Egypt’s Mursi back at palace after night of protests

Egyptian President Mohamed Mursi returned to work today a day after slipping out of his palace when it came under siege from protesters furious at his drive to push through a new constitution after temporarily expanding his own powers.

The Health Ministry said 35 protesters were wounded and the Interior Ministry said 40 policemen were hurt in clashes around the presidential palace on Tuesday. While they fired tear gas when protesters breached barricades to reach the palace walls, riot police appeared to handle the disturbance with restraint.

A presidential source said Mursi was back in his office even though up to 200 demonstrators had camped out near one entrance to the palace in the northern Cairo district of Heliopolis overnight. Traffic was flowing normally in the area where thousands of people had protested the night before, and riot police had been withdrawn, a Reuters witness said.

The rest of the Egyptian capital Cairo was calm, despite the political furore over Mursi’s November 22 decree handing himself wide powers and shielding his decisions from judicial oversight.

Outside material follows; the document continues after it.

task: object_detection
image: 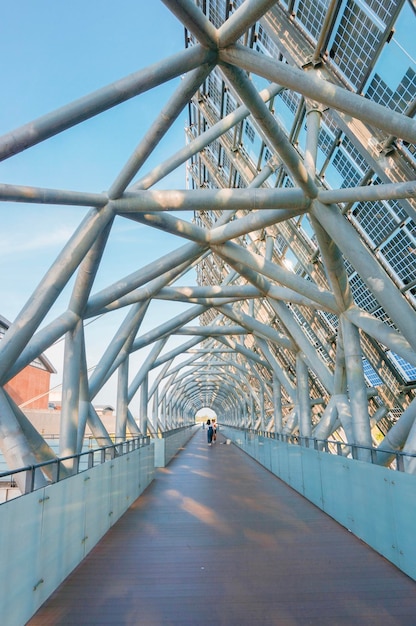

The Islamist leader says he acted to prevent courts from derailing a newly drafted constitution that will go to a referendum on December 15, after which Mursi’s decree will lapse.

«Our demands from the president: retract the presidential decree and cancel the referendum on the constitution,» read a placard hung by demonstrators on a palace gate.

The crowds had gathered in what organizers had dubbed a «last warning» to Mursi. «The people want the downfall of the regime!» they chanted, roaring the signature slogan of last year’s uprising that ousted President Hosni Mubarak.